We ask whether giving unbiased AI advice makes human decisions less discriminatory than unaided human decisions, and conversely whether biased AI advice makes human decisions more discriminatory. We also consider whether discriminatory use of AI is conscious and intended, or rather the result of mistaken over-confidence or under-confidence in AI.

Methods

We run an online experiment that mimics the employer-employee and the lender-borrower relationship.

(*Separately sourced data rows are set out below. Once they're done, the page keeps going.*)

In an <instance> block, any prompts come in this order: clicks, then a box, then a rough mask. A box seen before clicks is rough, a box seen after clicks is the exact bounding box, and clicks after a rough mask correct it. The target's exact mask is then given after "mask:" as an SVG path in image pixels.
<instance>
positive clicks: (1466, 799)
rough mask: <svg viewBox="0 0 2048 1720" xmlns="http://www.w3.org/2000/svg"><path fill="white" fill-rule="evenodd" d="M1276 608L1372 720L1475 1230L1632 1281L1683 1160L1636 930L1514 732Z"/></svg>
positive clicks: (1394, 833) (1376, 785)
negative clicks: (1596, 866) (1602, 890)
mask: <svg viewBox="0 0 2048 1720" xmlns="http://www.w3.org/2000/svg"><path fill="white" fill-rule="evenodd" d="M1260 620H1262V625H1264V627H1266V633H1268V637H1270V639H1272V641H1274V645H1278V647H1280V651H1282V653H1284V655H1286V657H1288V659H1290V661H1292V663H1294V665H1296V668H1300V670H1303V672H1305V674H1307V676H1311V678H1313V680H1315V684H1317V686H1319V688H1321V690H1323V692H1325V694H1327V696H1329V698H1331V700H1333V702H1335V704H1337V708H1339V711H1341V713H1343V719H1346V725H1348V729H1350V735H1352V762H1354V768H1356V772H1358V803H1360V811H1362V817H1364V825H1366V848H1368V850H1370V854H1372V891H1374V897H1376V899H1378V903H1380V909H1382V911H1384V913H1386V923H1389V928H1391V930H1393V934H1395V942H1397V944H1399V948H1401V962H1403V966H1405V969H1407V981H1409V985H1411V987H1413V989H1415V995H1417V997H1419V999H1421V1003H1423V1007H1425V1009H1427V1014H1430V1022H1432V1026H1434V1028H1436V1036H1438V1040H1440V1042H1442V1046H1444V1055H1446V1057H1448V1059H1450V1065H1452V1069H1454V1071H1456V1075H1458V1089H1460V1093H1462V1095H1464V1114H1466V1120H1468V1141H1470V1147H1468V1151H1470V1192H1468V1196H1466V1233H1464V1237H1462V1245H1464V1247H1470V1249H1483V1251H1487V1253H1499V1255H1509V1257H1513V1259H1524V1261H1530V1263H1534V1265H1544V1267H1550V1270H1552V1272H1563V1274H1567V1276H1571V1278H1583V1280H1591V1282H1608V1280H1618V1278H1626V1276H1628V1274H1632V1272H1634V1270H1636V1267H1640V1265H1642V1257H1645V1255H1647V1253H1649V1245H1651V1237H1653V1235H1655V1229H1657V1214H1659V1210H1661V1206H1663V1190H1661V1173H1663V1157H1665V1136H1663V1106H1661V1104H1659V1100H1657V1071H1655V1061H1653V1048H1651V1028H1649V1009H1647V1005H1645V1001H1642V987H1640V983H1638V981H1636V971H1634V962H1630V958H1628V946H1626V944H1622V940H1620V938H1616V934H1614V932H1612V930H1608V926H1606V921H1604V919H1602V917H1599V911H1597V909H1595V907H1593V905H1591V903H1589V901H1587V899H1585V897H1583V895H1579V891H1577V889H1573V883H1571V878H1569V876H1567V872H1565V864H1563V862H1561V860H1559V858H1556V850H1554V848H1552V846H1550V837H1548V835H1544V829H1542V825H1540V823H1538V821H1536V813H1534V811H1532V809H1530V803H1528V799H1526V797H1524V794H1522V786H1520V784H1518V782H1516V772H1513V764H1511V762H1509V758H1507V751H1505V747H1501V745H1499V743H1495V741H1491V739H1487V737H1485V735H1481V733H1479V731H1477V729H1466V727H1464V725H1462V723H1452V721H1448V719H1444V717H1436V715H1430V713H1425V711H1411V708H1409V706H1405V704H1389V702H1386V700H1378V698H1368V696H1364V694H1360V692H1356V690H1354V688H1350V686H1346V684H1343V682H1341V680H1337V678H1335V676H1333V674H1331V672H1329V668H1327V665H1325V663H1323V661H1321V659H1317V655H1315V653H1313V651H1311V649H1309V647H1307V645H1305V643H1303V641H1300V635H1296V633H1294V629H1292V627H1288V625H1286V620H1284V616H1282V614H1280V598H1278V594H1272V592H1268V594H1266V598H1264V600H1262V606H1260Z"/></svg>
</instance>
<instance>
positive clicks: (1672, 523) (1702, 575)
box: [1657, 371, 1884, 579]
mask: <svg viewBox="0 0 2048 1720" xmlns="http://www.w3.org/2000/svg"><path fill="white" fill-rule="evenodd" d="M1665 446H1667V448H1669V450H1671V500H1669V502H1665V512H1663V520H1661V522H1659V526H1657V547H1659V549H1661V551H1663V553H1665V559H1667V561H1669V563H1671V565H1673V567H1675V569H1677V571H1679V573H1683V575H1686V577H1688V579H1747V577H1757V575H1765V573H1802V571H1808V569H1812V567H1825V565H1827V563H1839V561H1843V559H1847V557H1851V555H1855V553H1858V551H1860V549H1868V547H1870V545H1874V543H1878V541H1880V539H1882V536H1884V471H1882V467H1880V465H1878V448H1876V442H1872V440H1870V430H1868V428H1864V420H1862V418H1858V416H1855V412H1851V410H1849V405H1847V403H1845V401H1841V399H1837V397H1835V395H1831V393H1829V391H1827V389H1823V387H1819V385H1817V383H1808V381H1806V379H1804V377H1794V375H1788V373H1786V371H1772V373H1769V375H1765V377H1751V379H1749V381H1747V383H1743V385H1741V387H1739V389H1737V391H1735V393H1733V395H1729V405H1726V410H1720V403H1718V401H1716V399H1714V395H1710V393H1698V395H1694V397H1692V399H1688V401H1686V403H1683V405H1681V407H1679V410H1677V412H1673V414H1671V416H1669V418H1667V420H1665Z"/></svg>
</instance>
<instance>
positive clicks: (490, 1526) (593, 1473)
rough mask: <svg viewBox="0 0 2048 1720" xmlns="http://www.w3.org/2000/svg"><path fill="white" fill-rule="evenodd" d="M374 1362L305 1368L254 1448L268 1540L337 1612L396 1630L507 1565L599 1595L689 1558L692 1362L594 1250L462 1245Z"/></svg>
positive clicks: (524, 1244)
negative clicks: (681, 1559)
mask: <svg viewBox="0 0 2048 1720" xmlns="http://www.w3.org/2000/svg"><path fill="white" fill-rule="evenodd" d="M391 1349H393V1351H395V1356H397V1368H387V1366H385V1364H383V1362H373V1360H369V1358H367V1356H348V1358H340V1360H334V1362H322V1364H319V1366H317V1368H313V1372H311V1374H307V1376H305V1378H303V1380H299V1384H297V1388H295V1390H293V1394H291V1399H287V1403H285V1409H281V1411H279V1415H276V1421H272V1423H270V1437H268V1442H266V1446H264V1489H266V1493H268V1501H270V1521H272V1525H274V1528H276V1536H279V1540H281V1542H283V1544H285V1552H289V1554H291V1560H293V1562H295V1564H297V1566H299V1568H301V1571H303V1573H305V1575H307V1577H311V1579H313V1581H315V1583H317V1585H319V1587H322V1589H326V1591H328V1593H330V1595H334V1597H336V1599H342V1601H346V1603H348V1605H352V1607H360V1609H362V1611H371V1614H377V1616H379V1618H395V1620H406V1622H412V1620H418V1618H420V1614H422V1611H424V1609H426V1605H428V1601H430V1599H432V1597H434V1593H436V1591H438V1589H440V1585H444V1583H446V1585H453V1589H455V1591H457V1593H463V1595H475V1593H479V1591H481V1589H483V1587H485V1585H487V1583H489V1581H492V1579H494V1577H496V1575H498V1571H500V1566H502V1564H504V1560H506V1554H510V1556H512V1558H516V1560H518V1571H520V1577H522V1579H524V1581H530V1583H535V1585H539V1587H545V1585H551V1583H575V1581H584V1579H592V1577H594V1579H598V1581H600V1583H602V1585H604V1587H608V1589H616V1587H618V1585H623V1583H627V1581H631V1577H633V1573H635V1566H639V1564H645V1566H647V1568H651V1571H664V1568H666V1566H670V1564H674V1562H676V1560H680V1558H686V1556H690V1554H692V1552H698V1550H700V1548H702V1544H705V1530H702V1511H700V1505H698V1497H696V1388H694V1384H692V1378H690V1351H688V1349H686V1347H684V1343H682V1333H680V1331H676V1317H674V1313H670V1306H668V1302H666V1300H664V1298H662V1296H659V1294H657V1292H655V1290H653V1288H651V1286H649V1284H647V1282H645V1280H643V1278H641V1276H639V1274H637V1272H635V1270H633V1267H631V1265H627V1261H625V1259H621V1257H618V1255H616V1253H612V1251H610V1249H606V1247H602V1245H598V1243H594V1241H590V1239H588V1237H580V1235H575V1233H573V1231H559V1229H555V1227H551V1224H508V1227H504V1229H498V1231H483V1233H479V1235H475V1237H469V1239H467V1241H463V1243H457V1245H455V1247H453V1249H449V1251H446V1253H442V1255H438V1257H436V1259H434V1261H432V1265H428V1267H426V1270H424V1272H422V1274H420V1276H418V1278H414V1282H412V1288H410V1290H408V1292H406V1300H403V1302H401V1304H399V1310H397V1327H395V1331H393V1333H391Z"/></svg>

Human Resources (HR) and banking professionals are asked to choose whom to hire or lend to among a pool of job and loan applicants. These professionals are given help in their decisions from an AI decision support system, which we programmed to be either fair or discriminatory. We then measure the rate at which professionals follow AI recommendations. We follow up this quantitative experimental study with a qualitative study whereby decision-makers are invited to give feedback on their experience in the experiment. They are asked to “think aloud” while replaying the experiment, and co-design improvements in the AI recommendation system using prototypes.

Outcomes

The research allowed us to progress beyond the state of the art by generating evidence of whether, how and why AI ends up being used to discriminate. Knowing what drives inappropriate and unfair use of AI will gives us insights on whether hard interventions to oversee AI are needed (to restrict badly intentioned use), or whether soft interventions are more appropriate (to help well-intentioned use). Read the report here:

Cover page

This large-scale study assesses the impact of human oversight on countering discrimination in AI-aided decision-making for sensitive tasks. We use a mixed research method approach, in a sequential explanatory design whereby a quantitative experiment with HR and banking professionals in Italy and Germany (N=1411) is followed by qualitative analyses through interviews and workshops with volunteer participants in the experiment, fair AI experts and policymakers. We find that human overseers are equally likely to follow advice from a generic AI that is discriminatory as from an AI that is programmed to be fair. Human oversight does not prevent discrimination when the generic AI is used. Choice when a fair AI is used are less gender biased but are still affected by participants' biases. Interviews with participants show they prioritize their company's interests over fairness and highlights the need for guidance on overriding AI recommendations. Fair AI experts emphasize the need for a comprehensive systemic approach when designing oversight systems.